Saturday, April 7, 2007

HSS: Move Validity

More code for the Spider Solitaire game in Haskell, download link at the right as usual.

I haven't made a whole lot of progress, but I'm slowly churning through the functionality that was implemented in the Common Lisp version.

Included with the current version is the calculation of 'card clusters' as I call them. Here's the important bits of that:


-- card clusters
--
-- A cluster is a set of cards which may be moved at once. Like an 3, 2, 1
-- of clubs, for example.
--
-- In a column of the tableau, clusters are marked from 0 at the bottom
-- on up. So it is only valid to move cluster 0. But we keep track of the
-- other clusters in the column for strategic purposes.

compute_cluster :: [Card] -> [Int]
compute_cluster [] = []
compute_cluster xs = reverse $ rv_cards (reverse xs) 0
where
rv_cards [] _ = []
rv_cards [x] y = [y]
rv_cards (x1:x2:xs) y = y : (rv_cards (x2:xs) new_y)
where
new_y = if (plays_on_match x1 x2)
then y
else y + 1

-- True if c1 plays on c2, False otherwise
plays_on_match Card -> Card -> Bool
plays_on_match c1 c2 =
case (plays_on c1) of
Just x -> x == (c_value c2) && (c_suit c1) == (c_suit c2)
Nothing -> False


I've a bit of a dilemma as far as where to store data.
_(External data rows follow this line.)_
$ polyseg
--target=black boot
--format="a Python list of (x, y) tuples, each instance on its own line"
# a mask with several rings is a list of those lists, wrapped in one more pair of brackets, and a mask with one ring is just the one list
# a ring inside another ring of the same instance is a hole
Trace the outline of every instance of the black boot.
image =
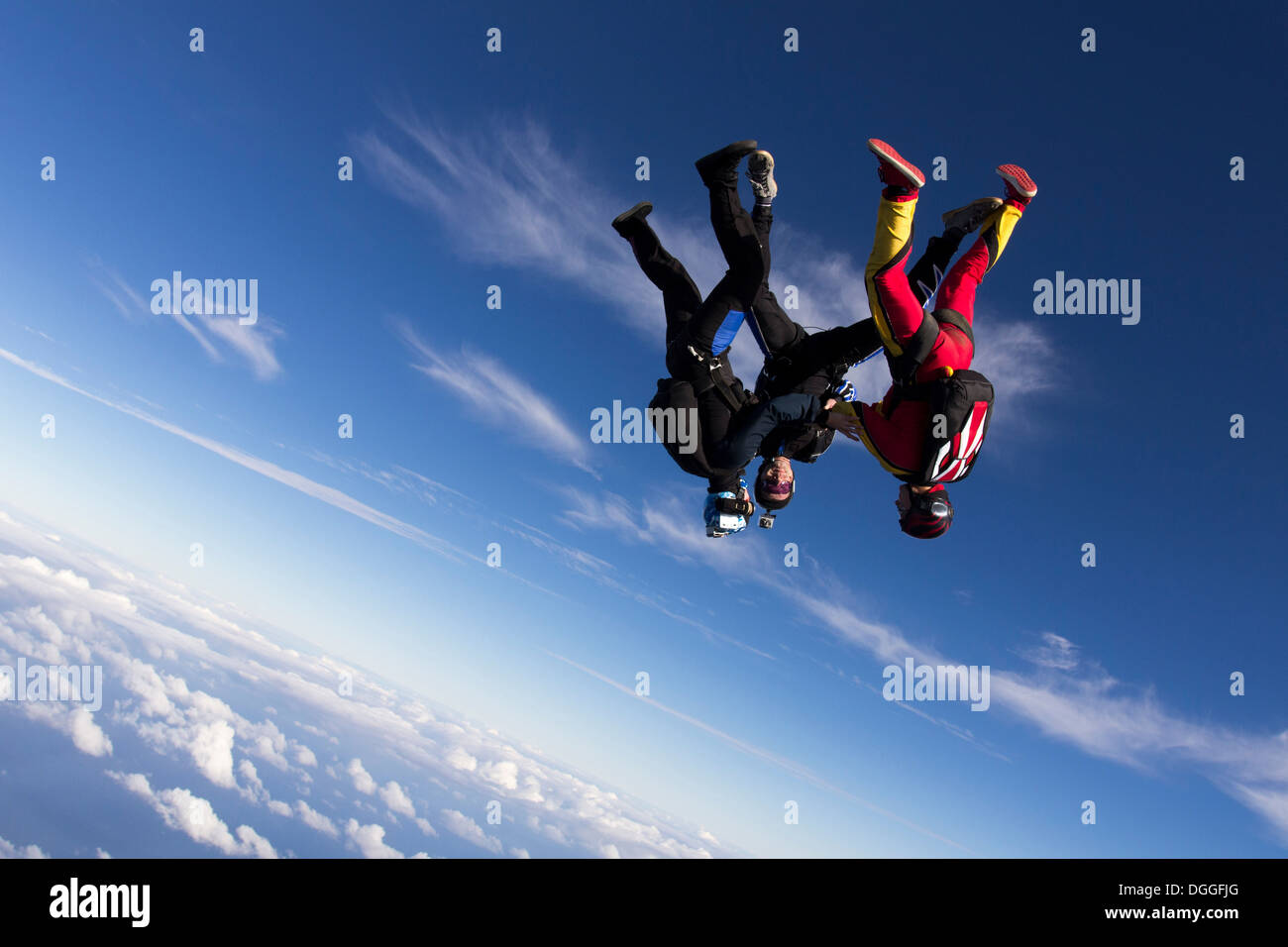
[(738, 187), (738, 162), (756, 149), (755, 139), (726, 144), (693, 162), (703, 184), (725, 183)]
[(653, 213), (653, 205), (649, 204), (648, 201), (640, 201), (634, 207), (627, 210), (625, 214), (618, 214), (617, 216), (613, 218), (613, 229), (617, 231), (617, 233), (625, 237), (626, 240), (630, 240), (632, 236), (635, 236), (635, 232), (639, 229), (640, 224), (644, 223), (644, 218), (647, 218), (652, 213)]

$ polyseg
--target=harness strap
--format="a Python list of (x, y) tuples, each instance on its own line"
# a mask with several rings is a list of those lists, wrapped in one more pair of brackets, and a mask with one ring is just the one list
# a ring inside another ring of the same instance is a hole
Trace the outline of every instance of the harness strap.
[(705, 354), (698, 352), (692, 345), (689, 345), (688, 348), (689, 348), (689, 354), (693, 356), (694, 361), (697, 361), (698, 365), (707, 366), (708, 368), (706, 375), (699, 376), (690, 383), (693, 385), (693, 393), (701, 396), (706, 394), (712, 388), (715, 388), (716, 394), (720, 396), (720, 401), (723, 401), (729, 407), (730, 411), (733, 412), (741, 411), (746, 402), (744, 399), (737, 396), (737, 393), (733, 389), (733, 385), (730, 385), (729, 381), (725, 380), (724, 375), (721, 374), (721, 368), (724, 368), (725, 366), (724, 362), (720, 359), (720, 357), (711, 356), (710, 358), (707, 358)]

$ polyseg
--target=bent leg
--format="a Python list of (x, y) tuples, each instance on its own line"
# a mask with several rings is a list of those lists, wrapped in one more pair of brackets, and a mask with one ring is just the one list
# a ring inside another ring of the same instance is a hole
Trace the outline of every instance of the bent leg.
[(975, 290), (997, 264), (1023, 215), (1024, 207), (1019, 201), (1007, 201), (984, 222), (971, 249), (962, 254), (944, 277), (944, 285), (939, 287), (940, 309), (952, 309), (974, 323)]
[[(710, 182), (707, 189), (711, 195), (711, 227), (716, 232), (729, 272), (716, 283), (689, 322), (689, 344), (703, 353), (715, 352), (712, 345), (716, 336), (724, 339), (733, 321), (741, 322), (764, 283), (766, 272), (756, 225), (738, 200), (737, 179), (733, 183)], [(721, 332), (721, 329), (725, 331)]]
[(912, 218), (916, 210), (914, 193), (894, 200), (881, 196), (872, 255), (868, 256), (863, 273), (868, 308), (881, 343), (895, 358), (903, 354), (902, 343), (916, 334), (923, 317), (921, 301), (908, 285), (908, 276), (903, 269), (912, 246)]
[(630, 237), (631, 250), (635, 253), (635, 262), (640, 264), (644, 276), (654, 286), (662, 290), (662, 305), (666, 309), (666, 341), (675, 338), (676, 332), (693, 317), (702, 305), (702, 294), (694, 285), (689, 271), (675, 259), (662, 246), (653, 228), (641, 222), (641, 225)]

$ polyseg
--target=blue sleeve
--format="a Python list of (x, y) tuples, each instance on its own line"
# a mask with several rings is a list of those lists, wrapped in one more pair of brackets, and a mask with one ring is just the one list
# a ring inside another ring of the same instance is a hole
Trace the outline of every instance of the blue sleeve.
[(756, 456), (761, 442), (774, 428), (792, 421), (811, 421), (822, 410), (822, 403), (813, 394), (783, 394), (761, 402), (752, 410), (746, 424), (716, 445), (715, 459), (707, 460), (720, 468), (743, 468)]

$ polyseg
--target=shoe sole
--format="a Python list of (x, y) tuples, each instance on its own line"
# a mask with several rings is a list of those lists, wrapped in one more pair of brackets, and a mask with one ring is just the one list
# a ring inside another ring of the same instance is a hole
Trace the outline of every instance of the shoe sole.
[(880, 138), (868, 139), (868, 151), (894, 167), (899, 174), (912, 182), (917, 188), (926, 183), (926, 175), (921, 173), (911, 161), (904, 161), (903, 156)]
[(693, 162), (693, 166), (697, 167), (698, 173), (701, 174), (703, 169), (714, 170), (716, 167), (723, 167), (728, 162), (742, 161), (744, 155), (750, 155), (755, 149), (756, 149), (756, 139), (747, 138), (742, 142), (733, 142), (732, 144), (726, 144), (724, 148), (714, 151), (710, 155), (703, 155), (702, 157), (699, 157), (697, 161)]
[[(967, 211), (975, 207), (976, 205), (988, 205), (987, 210), (979, 211), (978, 214), (979, 219), (974, 222), (975, 227), (979, 227), (979, 224), (983, 223), (984, 218), (987, 218), (989, 214), (992, 214), (994, 210), (1002, 206), (1002, 198), (980, 197), (978, 201), (971, 201), (970, 204), (965, 204), (961, 207), (953, 207), (952, 210), (944, 211), (944, 214), (942, 214), (939, 219), (944, 222), (944, 227), (948, 227), (948, 222), (952, 220), (956, 215)], [(970, 223), (970, 218), (967, 218), (967, 223)], [(963, 224), (958, 224), (958, 227), (961, 225)], [(975, 229), (975, 227), (970, 227), (966, 232), (970, 233), (971, 231)]]
[(751, 166), (752, 162), (756, 161), (757, 158), (760, 158), (765, 164), (765, 187), (769, 189), (769, 193), (772, 196), (777, 197), (778, 182), (774, 180), (774, 156), (770, 155), (768, 151), (761, 148), (759, 151), (751, 152), (751, 157), (747, 158), (747, 180), (750, 180), (752, 184), (756, 183), (755, 178), (751, 177)]
[[(643, 207), (648, 207), (648, 210), (645, 210), (643, 214), (640, 214), (640, 210)], [(652, 201), (640, 201), (639, 204), (636, 204), (634, 207), (631, 207), (626, 213), (618, 214), (617, 216), (613, 218), (613, 229), (614, 231), (618, 229), (623, 223), (626, 223), (627, 220), (630, 220), (632, 216), (639, 216), (643, 220), (644, 218), (647, 218), (652, 213), (653, 213), (653, 202)]]
[(998, 165), (997, 174), (1015, 188), (1015, 193), (1021, 197), (1036, 197), (1038, 193), (1038, 186), (1033, 183), (1033, 178), (1019, 165)]

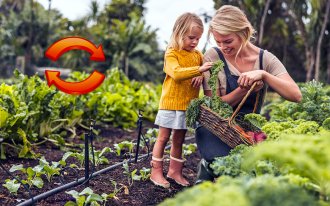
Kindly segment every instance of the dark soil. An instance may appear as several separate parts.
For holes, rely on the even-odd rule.
[[[144,130],[147,128],[153,127],[152,124],[147,124],[144,126]],[[100,128],[99,128],[100,129]],[[83,131],[80,131],[82,134]],[[191,136],[191,135],[189,135]],[[104,147],[111,147],[113,149],[113,144],[121,142],[123,140],[135,140],[137,138],[137,131],[126,131],[118,128],[102,128],[101,133],[94,141],[94,147],[96,150],[101,150]],[[189,139],[189,138],[187,138]],[[72,140],[74,142],[73,149],[81,151],[80,148],[83,146],[83,140],[79,138],[75,138]],[[190,140],[186,140],[186,144],[194,143],[194,138]],[[66,148],[67,149],[67,148]],[[71,148],[72,149],[72,148]],[[41,156],[45,156],[46,160],[51,161],[59,161],[65,151],[60,150],[59,147],[54,146],[53,144],[47,143],[40,145],[35,150],[37,153],[41,154]],[[141,151],[140,154],[146,154],[145,151]],[[127,155],[116,156],[115,153],[107,154],[106,157],[109,159],[109,164],[99,165],[96,167],[96,171],[114,165],[116,163],[122,162],[127,159]],[[133,157],[134,158],[134,157]],[[165,156],[165,172],[168,170],[168,155]],[[184,176],[189,180],[191,184],[194,183],[196,177],[197,163],[200,159],[198,152],[193,153],[190,156],[186,157],[187,161],[185,162],[185,167],[183,169]],[[130,163],[129,168],[130,171],[137,169],[138,171],[145,167],[150,168],[149,162],[151,157],[148,159],[141,160],[138,163]],[[19,159],[14,157],[8,157],[7,160],[2,161],[5,168],[9,169],[14,164],[23,164],[24,167],[35,166],[38,164],[39,160],[32,159]],[[79,163],[73,159],[69,158],[67,160],[68,163],[75,163],[79,165]],[[112,184],[111,180],[114,180],[117,183],[117,189],[121,188],[119,192],[116,194],[115,198],[109,198],[106,202],[106,205],[157,205],[158,203],[164,201],[164,199],[168,197],[173,197],[179,191],[185,189],[184,187],[176,184],[173,181],[170,181],[171,187],[169,189],[164,189],[158,186],[153,185],[150,180],[146,181],[133,181],[133,183],[128,182],[128,177],[125,175],[124,168],[122,166],[115,168],[107,173],[103,173],[99,176],[94,177],[89,182],[89,187],[97,194],[110,194],[113,193],[115,188]],[[70,173],[70,172],[69,172]],[[71,172],[72,173],[72,172]],[[84,170],[78,171],[79,178],[84,176]],[[20,178],[25,178],[20,172],[15,172],[15,175],[18,175]],[[166,173],[165,173],[166,174]],[[12,179],[12,177],[8,176],[5,171],[0,169],[0,183],[1,185],[5,183],[6,179]],[[56,188],[61,185],[60,178],[54,177],[52,182],[47,182],[46,178],[44,180],[44,187],[42,189],[38,189],[36,187],[31,188],[31,192],[33,195],[38,195],[53,188]],[[75,177],[67,178],[68,182],[74,181]],[[81,185],[78,187],[70,188],[70,190],[76,190],[81,192],[86,186]],[[16,205],[19,202],[26,200],[29,198],[28,192],[21,186],[18,190],[17,195],[10,194],[6,188],[0,186],[0,205]],[[66,194],[65,192],[58,193],[51,197],[48,197],[45,200],[38,202],[36,205],[64,205],[68,201],[75,201],[71,195]]]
In the CL version, what cluster a particular card was in card data structure itself. I'm debating if this is a good idea or not.

So say we've just made a move, so we're creating a new instance of the Spider_Game data structure, which will have the modified column(s). Do we compute the new columns, and then create a new version of them with the clusters properly filled in? Seems a bit inefficient.

And why exactly am I worried about efficiency at this point? Isn't premature optimization one of the great sins of a programmer?

Side note, I realize there are issues with the layout of the site, and it doesn't work so hot when your pre-formatted text is 80 columns wide, and the blog itself only wants me to post 60-column wide text. I'll need to fix that.

Edit: Trying out this really simple template, which allows wider columns for the blog post itself.